Twila E. Palmer's Blog
The decision to buy a home can bring all sorts of emotions. From stress to joy to fear, you need to be prepared for any situation to arise. From saving up enough money for a down payment to securing financing to hoping for a smooth closing, buying a home is a complex event. Just about the worst thing that can happen in the process is finding the home of your dreams and then having your offer rejected. If you do lose out on the house to another bidder, below, you’ll find a few reasons why.
The Home Is Above Your Means
If you go after a home that’s above a price that you can afford, it’s likely that your offer will be declined. Look at all of your numbers and find a reasonable price point with your real estate agent. Be sure that your agent won’t show you homes that are far above your budget. Don’t risk falling in love with a house that you can’t afford. If you start big, you may be disappointed at the type of home you actually can fit in with your budget.
A Better Offer Came In
In high competition markets or for a home that’s receiving a lot of attention, sellers may get multiple offers. All that attention is why it’s always best to keep your offer as close to the asking price as possible. Don’t assume that other buyers will bid low. Remember that sellers want to get the most return on their home, which means they are going to take the highest offer in most cases.
You also don’t want to get too carried away in asking for contingencies. If you ask too much of a seller’s, they won’t bother giving your offer serious consideration when other buyers have asked them to put less time and money into the home. Don’t ask for unnecessary repairs or over the top back costs.

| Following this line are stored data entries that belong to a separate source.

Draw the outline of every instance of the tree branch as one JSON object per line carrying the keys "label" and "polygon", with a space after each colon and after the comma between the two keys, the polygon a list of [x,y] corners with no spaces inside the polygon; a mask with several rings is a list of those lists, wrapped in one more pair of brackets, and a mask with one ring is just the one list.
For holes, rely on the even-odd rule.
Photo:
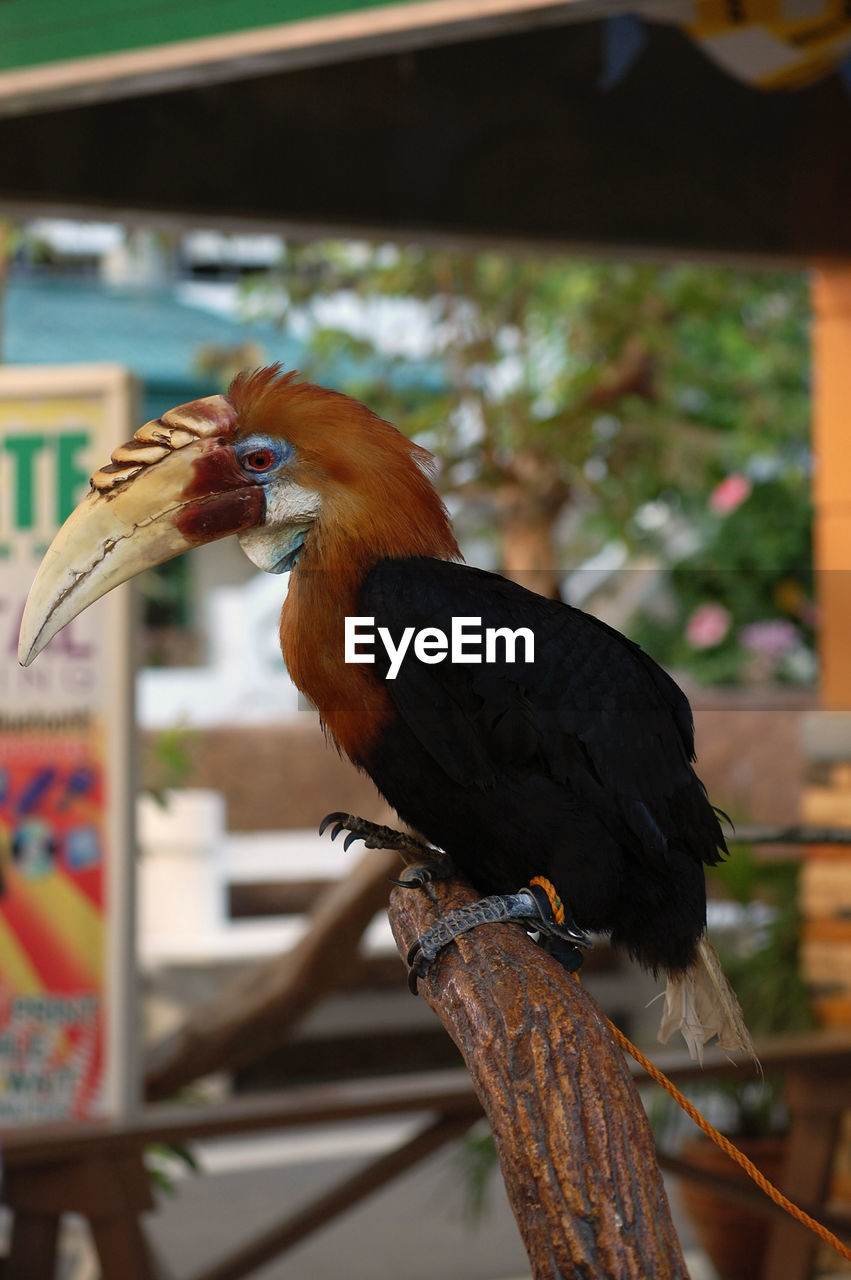
{"label": "tree branch", "polygon": [[[474,897],[394,890],[400,952]],[[534,1280],[686,1278],[644,1109],[581,983],[518,927],[483,925],[420,990],[470,1070]]]}
{"label": "tree branch", "polygon": [[292,951],[252,965],[148,1051],[146,1097],[171,1097],[200,1076],[234,1071],[283,1044],[308,1009],[345,978],[398,870],[397,853],[367,850],[325,890]]}

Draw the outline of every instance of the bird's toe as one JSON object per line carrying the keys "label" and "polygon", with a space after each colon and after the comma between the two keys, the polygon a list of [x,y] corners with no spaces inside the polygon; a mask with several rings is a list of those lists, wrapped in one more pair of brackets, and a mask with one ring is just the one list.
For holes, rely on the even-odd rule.
{"label": "bird's toe", "polygon": [[322,819],[322,821],[319,824],[319,834],[321,836],[324,836],[325,832],[328,830],[328,828],[331,826],[331,823],[333,822],[335,823],[335,830],[331,833],[331,839],[333,840],[336,835],[339,835],[340,831],[346,825],[348,819],[351,816],[352,815],[349,813],[342,813],[342,812],[338,813],[336,811],[334,813],[326,813],[325,817]]}

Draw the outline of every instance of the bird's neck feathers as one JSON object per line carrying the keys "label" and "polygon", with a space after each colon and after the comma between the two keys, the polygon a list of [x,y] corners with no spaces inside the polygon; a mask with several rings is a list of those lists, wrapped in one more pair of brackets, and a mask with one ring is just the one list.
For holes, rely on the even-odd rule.
{"label": "bird's neck feathers", "polygon": [[303,575],[348,573],[360,584],[379,560],[461,558],[431,481],[415,461],[404,461],[393,466],[388,459],[370,483],[323,502],[299,562]]}
{"label": "bird's neck feathers", "polygon": [[364,405],[338,392],[262,370],[228,393],[246,432],[286,438],[298,482],[319,495],[319,514],[281,615],[281,648],[296,685],[338,745],[362,761],[390,714],[368,666],[344,661],[344,626],[358,614],[370,569],[383,559],[460,559],[435,490],[431,455]]}
{"label": "bird's neck feathers", "polygon": [[361,613],[364,578],[387,558],[460,558],[431,482],[416,462],[402,461],[407,465],[388,460],[374,486],[323,505],[281,614],[287,669],[338,746],[361,764],[390,717],[386,691],[371,668],[344,662],[345,619]]}

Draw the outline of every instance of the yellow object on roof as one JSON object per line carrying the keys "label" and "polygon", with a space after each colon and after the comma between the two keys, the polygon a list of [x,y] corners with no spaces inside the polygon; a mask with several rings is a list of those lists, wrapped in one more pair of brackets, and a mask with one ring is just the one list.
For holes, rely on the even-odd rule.
{"label": "yellow object on roof", "polygon": [[843,0],[692,0],[676,17],[670,6],[641,12],[674,21],[724,71],[761,89],[811,84],[851,55]]}

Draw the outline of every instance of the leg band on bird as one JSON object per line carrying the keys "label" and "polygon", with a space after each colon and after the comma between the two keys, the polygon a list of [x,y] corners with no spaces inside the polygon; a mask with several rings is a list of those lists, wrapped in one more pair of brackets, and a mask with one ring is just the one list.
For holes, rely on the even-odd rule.
{"label": "leg band on bird", "polygon": [[[324,835],[331,826],[332,840],[336,840],[341,831],[348,832],[343,841],[344,849],[348,849],[355,840],[362,840],[367,849],[395,849],[403,859],[410,860],[401,878],[392,881],[403,889],[422,889],[433,880],[445,880],[454,874],[452,859],[442,849],[393,827],[380,826],[353,813],[339,812],[329,813],[322,819],[319,834]],[[552,881],[545,876],[535,876],[528,888],[521,889],[519,893],[480,898],[468,907],[450,911],[445,919],[426,930],[408,954],[411,966],[409,987],[416,991],[417,979],[425,977],[435,957],[462,933],[469,933],[480,924],[510,922],[524,925],[530,933],[543,935],[547,951],[570,972],[582,964],[579,948],[591,945],[587,934],[566,914]]]}
{"label": "leg band on bird", "polygon": [[[554,906],[553,898],[557,906]],[[408,952],[408,986],[416,992],[417,980],[425,977],[436,956],[462,933],[469,933],[481,924],[508,923],[522,924],[531,932],[543,934],[547,938],[547,949],[571,972],[582,964],[579,948],[591,945],[588,935],[566,916],[561,899],[550,882],[536,877],[528,888],[518,893],[480,898],[469,906],[450,911],[443,920],[427,929]]]}

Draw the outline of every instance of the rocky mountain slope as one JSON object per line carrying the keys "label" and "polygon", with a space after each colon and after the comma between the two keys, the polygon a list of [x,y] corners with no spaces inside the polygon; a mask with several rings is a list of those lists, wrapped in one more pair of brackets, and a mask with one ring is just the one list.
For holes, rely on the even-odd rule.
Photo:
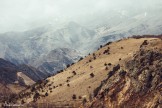
{"label": "rocky mountain slope", "polygon": [[160,38],[128,38],[100,47],[10,102],[42,108],[161,107]]}
{"label": "rocky mountain slope", "polygon": [[140,50],[127,59],[124,67],[115,66],[87,108],[162,107],[162,42],[144,41]]}
{"label": "rocky mountain slope", "polygon": [[86,17],[86,21],[80,18],[82,19],[80,22],[51,23],[24,32],[3,33],[0,34],[0,57],[14,64],[34,66],[43,70],[45,74],[54,74],[70,64],[69,60],[73,62],[75,60],[68,58],[66,61],[67,59],[62,56],[58,61],[64,61],[64,65],[56,65],[56,60],[50,60],[49,63],[46,60],[53,54],[51,53],[53,50],[77,49],[76,55],[80,57],[95,51],[99,45],[109,41],[132,35],[161,34],[161,10],[159,6],[150,7],[149,10],[113,9],[94,13],[95,15]]}
{"label": "rocky mountain slope", "polygon": [[50,51],[47,55],[36,60],[33,64],[38,67],[38,70],[49,75],[63,70],[67,65],[77,62],[81,56],[79,56],[76,50],[68,48],[56,48]]}

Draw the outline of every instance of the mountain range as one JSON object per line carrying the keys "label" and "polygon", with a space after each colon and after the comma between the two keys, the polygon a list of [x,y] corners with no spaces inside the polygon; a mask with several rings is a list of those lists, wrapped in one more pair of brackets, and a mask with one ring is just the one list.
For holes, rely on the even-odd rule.
{"label": "mountain range", "polygon": [[71,21],[3,33],[0,34],[0,57],[51,75],[109,41],[132,35],[161,34],[160,10],[160,7],[140,12],[114,9],[108,14],[100,12],[97,17],[90,16],[86,22],[81,20],[81,24]]}
{"label": "mountain range", "polygon": [[161,107],[162,37],[109,42],[8,102],[24,107]]}
{"label": "mountain range", "polygon": [[111,10],[89,16],[86,22],[51,23],[24,32],[1,33],[2,93],[16,91],[12,84],[24,89],[60,73],[107,42],[133,35],[161,34],[160,10]]}

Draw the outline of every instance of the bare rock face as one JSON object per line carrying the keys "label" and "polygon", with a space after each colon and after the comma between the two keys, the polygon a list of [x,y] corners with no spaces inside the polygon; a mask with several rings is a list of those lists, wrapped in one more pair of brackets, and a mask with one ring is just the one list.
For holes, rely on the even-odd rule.
{"label": "bare rock face", "polygon": [[118,65],[108,72],[95,95],[86,107],[161,108],[162,52],[141,48],[124,67]]}

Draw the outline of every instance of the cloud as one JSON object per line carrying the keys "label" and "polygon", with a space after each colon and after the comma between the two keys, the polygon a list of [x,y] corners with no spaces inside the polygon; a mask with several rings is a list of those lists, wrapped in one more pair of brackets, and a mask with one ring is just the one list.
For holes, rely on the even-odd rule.
{"label": "cloud", "polygon": [[26,30],[49,20],[116,8],[156,7],[161,0],[0,0],[0,32]]}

You’re Not Approved For A Mortgage
The seller wants you to have a home loan pre-approved so that the process of selling their home will be that much smoother. Some seller may only consider bids by buyers who have been pre-approved for a loan. You should definitely be pre-approved before you even set out on your home search.
To get your offer accepted on a home you love, you need to do your homework. As a buyer, you want to keep the needs of the seller in mind. Although you want the best deal for yourself, you're more likely to get a property that you want if you compromise a bit.
2 Rush Road, Westford, MA 01886
2 Rush Road, Westford, MA 01886
More Info on this Property | New Listing Alerts
There’s no doubt that we all have our preferred colors, whether it’s for our cars, our clothing, or our homes. However, there are colors that are favored over others--colors that work well in any environment.
When it comes to painting the inside and outside of your home, good colors decisions can make your home appeal to more buyers and get you higher offers.
In today’s post, we’re going to talk about which colors are ideal for your home if you’re hoping to increase its purchase value.
General rules for choosing paint colors
While there are specific colors and techniques for each room of a home, there are also general rules that apply to painting in general.
First, note that it is pleasing to the eye if a room transitions from dark to light vertically--the floor being the darkest, the wall color in the middle, and the ceiling the brightest. While we can’t say with certainty why that is, a good guess would be because that’s house things usually appear in nature, with the sky being the brightest thing in your line of sight.
Next, understand that painting with darker colors and matte finishes may make a room appear darker and smaller. Glossy or semi-gloss paint with bright colors will reflect more light and make a room look and feel more spacious.
You may have noticed some homes tend to have a continuity to them that is hard to explain. There’s a good chance this is because of the colors used. Having a color palette for your home that uses different shades of a color is a good way to tie the whole home together
Finally, while there are many colors that will work in various rooms of the home, blue happens to be the most preferred color to new buyers. It’s a safe bet that a light blue will work well if you’re at a loss for what color to paint a room.
Next, let’s take a look at each part of your home to find the best colors to use.
Exterior. Choosing exterior colors, such as your siding, doors, and trim can be a difficult decision for most homeowners. It’s a good idea to stick with colors associate with the architectural style of your home. Also, be sure to take note of the colors in your neighborhood--you don’t match your neighbors completely, but you don’t want to stand out too much either. A good way to differentiate your home is to use a bold accent color on your front door or shutters.
Kitchen. The kitchen should be a warm and welcoming place. Colors like white, gray, and light red all work well in the kitchen. Choose a color that doesn’t overshadow your appliances and cabinets--let those be the bold colors of the room.
Bedrooms. Bedrooms, especially children’s rooms, are a place where you have more room to experiment with fun colors. Nearly any color can work in a bedroom, even darker colors, if complemented by light-colored decorations and furnishings. If your master bedroom has a bathroom connected to it, try using the same or a color that will complement the bedroom.
Home office. Offices are surprisingly versatile. Many different styles work for different people and their vocations and hobbies. If your home office has a classic look--wooden desk, gold lamps, etc.--a brown or tan color will work well. However, if the office is more modern and creative, a white, gray, or bold green or blue are fitting.
Bathroom. For the main bathroom, use a bright color as bathrooms tend to be one of the smaller rooms in a home. Bright colors are also easier to work in the mirror by to improve lighting.